When utilizing our genetics algorithm, we ran ten different sets of ten generations. The initial population of each set were randomly generated using different value ranges, i.e. in one iteration we created a random boundary value and produced a random value within that range. To assist in creating an optimal AI, we picked out the greatest performers in the tenth generation of each set and ran the same genetics algorithm on it, creating the most optimal AI. When comparing the first generation of each set to our most optimal AI, we see a significant improvement. In the first generation of each set, the AI clustered on top of other AIs and provoked a mass explosion which killed all AIs. In contrast, the optimal AI separated and were able to dodge explosions more efficiently.

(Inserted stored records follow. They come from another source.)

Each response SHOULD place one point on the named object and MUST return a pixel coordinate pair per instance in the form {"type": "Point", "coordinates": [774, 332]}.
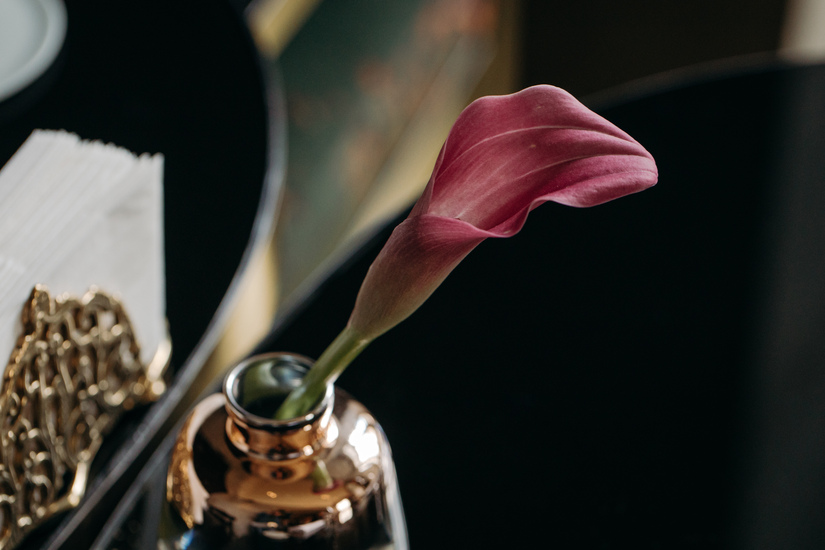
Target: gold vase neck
{"type": "Point", "coordinates": [254, 389]}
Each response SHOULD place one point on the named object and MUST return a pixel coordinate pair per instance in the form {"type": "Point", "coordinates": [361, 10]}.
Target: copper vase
{"type": "Point", "coordinates": [240, 480]}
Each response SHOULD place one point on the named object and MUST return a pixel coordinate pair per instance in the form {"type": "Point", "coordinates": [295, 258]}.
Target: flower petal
{"type": "Point", "coordinates": [507, 154]}
{"type": "Point", "coordinates": [417, 257]}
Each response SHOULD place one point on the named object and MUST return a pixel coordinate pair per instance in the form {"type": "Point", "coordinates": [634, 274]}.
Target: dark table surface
{"type": "Point", "coordinates": [180, 78]}
{"type": "Point", "coordinates": [645, 374]}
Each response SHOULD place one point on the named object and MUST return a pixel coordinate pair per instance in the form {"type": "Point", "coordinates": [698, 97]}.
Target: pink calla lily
{"type": "Point", "coordinates": [504, 156]}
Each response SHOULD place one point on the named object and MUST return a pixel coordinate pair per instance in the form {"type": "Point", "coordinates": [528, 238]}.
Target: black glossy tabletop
{"type": "Point", "coordinates": [645, 374]}
{"type": "Point", "coordinates": [180, 78]}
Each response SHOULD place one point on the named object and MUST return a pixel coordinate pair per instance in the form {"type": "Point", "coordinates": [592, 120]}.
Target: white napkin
{"type": "Point", "coordinates": [74, 214]}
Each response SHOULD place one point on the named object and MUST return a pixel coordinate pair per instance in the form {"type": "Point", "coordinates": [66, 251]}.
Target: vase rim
{"type": "Point", "coordinates": [297, 362]}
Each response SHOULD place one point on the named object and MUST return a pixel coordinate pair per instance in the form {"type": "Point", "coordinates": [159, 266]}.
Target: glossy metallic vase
{"type": "Point", "coordinates": [240, 480]}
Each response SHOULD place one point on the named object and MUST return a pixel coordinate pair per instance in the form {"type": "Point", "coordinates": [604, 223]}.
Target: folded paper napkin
{"type": "Point", "coordinates": [76, 214]}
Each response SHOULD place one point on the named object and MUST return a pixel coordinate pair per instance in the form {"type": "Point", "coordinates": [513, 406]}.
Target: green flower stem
{"type": "Point", "coordinates": [323, 373]}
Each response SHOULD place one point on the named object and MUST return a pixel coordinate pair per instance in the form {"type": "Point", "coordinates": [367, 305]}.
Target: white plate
{"type": "Point", "coordinates": [31, 35]}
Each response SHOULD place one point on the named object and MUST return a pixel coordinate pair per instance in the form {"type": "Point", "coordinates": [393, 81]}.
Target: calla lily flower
{"type": "Point", "coordinates": [504, 156]}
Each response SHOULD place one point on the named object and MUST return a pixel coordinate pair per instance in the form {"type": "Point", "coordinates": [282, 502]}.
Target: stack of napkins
{"type": "Point", "coordinates": [76, 214]}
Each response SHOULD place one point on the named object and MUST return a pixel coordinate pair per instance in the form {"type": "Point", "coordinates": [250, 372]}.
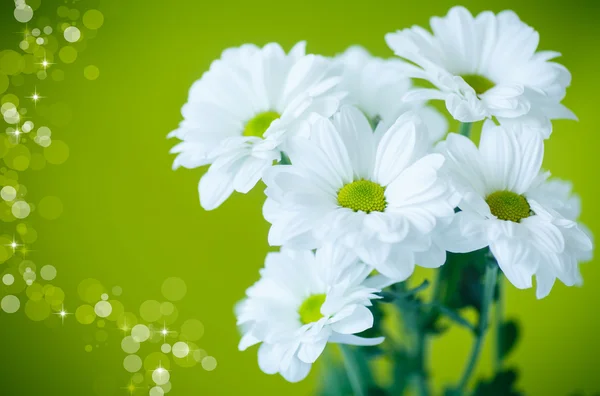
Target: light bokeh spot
{"type": "Point", "coordinates": [180, 349]}
{"type": "Point", "coordinates": [72, 34]}
{"type": "Point", "coordinates": [10, 304]}
{"type": "Point", "coordinates": [209, 363]}
{"type": "Point", "coordinates": [103, 309]}
{"type": "Point", "coordinates": [48, 272]}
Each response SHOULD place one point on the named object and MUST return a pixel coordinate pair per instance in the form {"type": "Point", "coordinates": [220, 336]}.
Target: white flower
{"type": "Point", "coordinates": [485, 66]}
{"type": "Point", "coordinates": [303, 301]}
{"type": "Point", "coordinates": [508, 205]}
{"type": "Point", "coordinates": [376, 87]}
{"type": "Point", "coordinates": [240, 113]}
{"type": "Point", "coordinates": [378, 194]}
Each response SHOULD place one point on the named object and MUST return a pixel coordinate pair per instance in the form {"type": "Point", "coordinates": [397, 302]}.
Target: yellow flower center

The programmer even though they calculated danger in the program never put it onto the “danger_map” that they programmed. With this addition, the AI’s are able to know when a tile will be dangerous as opposed to whether it is just dangerous in general. Additionally this allowed for the danger rating of a tile which the program calculates as between 0 and 3000. Putting this on y = (1/1.001)^x yields as our base curves gives a priority between 0.6 and 1.

In the original finite state machine implementation of the AI code there was an if else block that increased the likelihood a bomb was dropped as less boxes were on the field. Putting that ratio onto y=(.2*(-(x-.3)^{(1/3)}))+.3 approximated the step function of the if else block nicely but also allowed for more finesse closer to 0 and 1. This function ended up getting sidelined by another function y = x^.5 which produced smarter bomb placement. However we found that we could actually get even better results and bring that function into the fold by making the new curve raised to the power of the old curve instead of 0.5 This reduces an index in the array in which we were storing our alterable transform values but it justified the existence of the other curve, thus preserving two slots. We wanted to maximize the number of values the genetics function could tweak.